Thursday, August 17, 2023

All about the deferred home purchase

More and more people are considering alternatives to the mortgage. This is the reason why an alternative formula has been rescued that was very popular in the previous economic crisis and that made it possible to carry out successful home buying and selling operations, the deferred home purchase.

Although it is true that renting with the option to buy is also a very popular option, the deferred purchase of a home allows you to defer the payment of the price of the home in terms established by both parties to the operation. This solution is suitable both for buying and selling between individuals and for transactions with real estate agents, and is a good option regardless of the fiscal value of a property.


What is the deferred purchase of a home

When we talk about deferred home purchase, we are referring to an option to buy and sell a property according to which one of the parties agrees to deliver said property while the other agrees to pay a set price. However, unlike a normal sale, the buyer may not have all the money at the time of the sale or have bank financing.

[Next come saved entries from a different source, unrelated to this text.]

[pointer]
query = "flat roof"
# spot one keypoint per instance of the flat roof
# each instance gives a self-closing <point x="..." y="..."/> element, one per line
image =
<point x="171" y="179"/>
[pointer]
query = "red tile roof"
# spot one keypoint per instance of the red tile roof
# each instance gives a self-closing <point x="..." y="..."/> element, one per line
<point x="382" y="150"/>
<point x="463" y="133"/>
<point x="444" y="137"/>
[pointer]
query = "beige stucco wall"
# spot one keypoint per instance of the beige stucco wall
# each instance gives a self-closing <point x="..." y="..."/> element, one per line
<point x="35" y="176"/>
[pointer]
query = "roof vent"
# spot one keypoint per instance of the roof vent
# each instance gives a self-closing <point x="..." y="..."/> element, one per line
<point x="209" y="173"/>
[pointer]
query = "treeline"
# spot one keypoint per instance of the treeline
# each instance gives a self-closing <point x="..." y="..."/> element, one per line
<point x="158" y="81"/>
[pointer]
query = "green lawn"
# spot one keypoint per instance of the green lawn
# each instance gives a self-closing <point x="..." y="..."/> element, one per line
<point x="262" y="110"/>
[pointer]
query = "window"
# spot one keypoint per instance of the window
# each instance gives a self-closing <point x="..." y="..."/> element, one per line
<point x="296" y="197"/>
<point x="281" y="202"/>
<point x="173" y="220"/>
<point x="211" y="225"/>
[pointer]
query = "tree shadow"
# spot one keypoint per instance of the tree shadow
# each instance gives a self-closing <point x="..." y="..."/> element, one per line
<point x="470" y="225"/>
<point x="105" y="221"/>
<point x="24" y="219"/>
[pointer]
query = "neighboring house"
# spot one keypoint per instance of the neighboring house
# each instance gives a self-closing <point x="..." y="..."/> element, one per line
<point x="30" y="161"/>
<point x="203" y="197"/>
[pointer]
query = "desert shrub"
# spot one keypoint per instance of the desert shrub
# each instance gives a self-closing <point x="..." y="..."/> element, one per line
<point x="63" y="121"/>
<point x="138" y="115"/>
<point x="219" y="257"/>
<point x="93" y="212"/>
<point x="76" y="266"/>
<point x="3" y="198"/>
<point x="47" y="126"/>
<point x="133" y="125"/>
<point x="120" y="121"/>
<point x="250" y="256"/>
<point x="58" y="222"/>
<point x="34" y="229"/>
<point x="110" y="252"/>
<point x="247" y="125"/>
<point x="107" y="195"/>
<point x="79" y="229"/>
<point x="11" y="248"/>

The deferred payment between individuals allows the buyer to disburse the money in different installments and carry out the purchase despite the lack of timely liquidity. By opting for this form of sale, possession of the property can be delivered to the buyer so that he can enjoy it, even if he has not yet made the full payment for it.

Another option offered by the sale of a property with deferred payment is to establish an agreement between both parties that allows the seller to retain the property until the full payment of the price has been paid. If you know how the energy certificate works in the sale or rental of homes, there is no problem in understanding that the obligation to have the corresponding certificate is also essential in the case of deferred purchases.


Deferred payment between individuals

When resorting to deferred payment between individuals, it is usual to formalize it in a private document. In this, the public deed of sale is granted to the buyer at the same time that the entire price is settled. Although it is true that this formula may not offer many guarantees to the buyer since, for example, the property could be seized if the seller has debts, to avoid any type of problem, the ideal is to carry out this operation before a notary and register the property in the Land Registry in favor of the buyer.

The deeds of sale with deferred payment signed must take into account the possible default of payment by the buyer. In this way, the seller is offered a greater guarantee for compliance with the contract and allows him to demand payment of the rest of the price that remains to be paid or the termination of the purchase contract and thus recover the property.

The most common thing in the deferred purchase of housing is to provide for an express condition in the contract. This condition would allow the seller to demand compliance with the payment or termination of the contract in accordance with the provisions of articles 1124 and 1405 of the Civil Code, which require the return of the property to the seller in case of termination of the contract.


How the deferred payment of a home is taxed

As occurs with other operations, the deferred payment between individuals is taxed to the Public Administration. There are three taxes to which this operation is subject: the IRPF and the municipal capital gains tax (IVTNU) by the seller, and the Property Transfer Tax (ITP) by the buyer.

Since it is a transmission, the seller must pay personal income tax as a capital gain or loss. This will be calculated by comparing the acquisition and transmission values of the land. In the meantime, as far as the municipal capital gains tax is concerned, it is essential that the good has been delivered. This tax must be paid immediately once the transfer of the property has been formalized. It is essential to bear in mind that the municipal capital gain will vary depending on the location of the property, a house on the outskirts of Madrid will not be the same as one in one of the best areas of the Salamanca district.

With regard to the Property Transfer Tax, it is also essential that the seller has already transferred the property to the buyer. In accordance with article 7 of Royal Legislative Decree 1/1993, it declares that "Onerous transmissions by acts" inter vivos "of all kinds of assets and rights that make up the assets of natural or legal persons." and, therefore, the tax must be paid on the day the act or contract is performed.


Title reservation agreement case

When carrying out a deferred home purchase, you can opt for a title reservation agreement to offer greater guarantees to the seller. This option allows the seller to give the buyer possession of the property, but not the property, which is transferred automatically at the time the payment established in the contract is completed.

If you opt for the title reservation agreement, it is necessary for the buyer and seller to take into account that they cannot transfer the property to a third party while this agreement is in force. In addition, the buyer will be obliged to maintain the entire home, including possible repairs or reforms that the home needs and for which he must take charge.

While the seller, as long as he will continue to own the property, he must continue to pay taxes such as IBI or community fees. Although it is necessary to take into account that this responsibility can be transferred to the buyer if it is specified in the contract.

In the event that the buyer does not pay any of the installments that he has agreed with the seller, the latter must urge the termination of the contract under the protection of this title reservation agreement. In addition, according to said contract, he will also have the right to the compensation that was agreed at the time with the other party.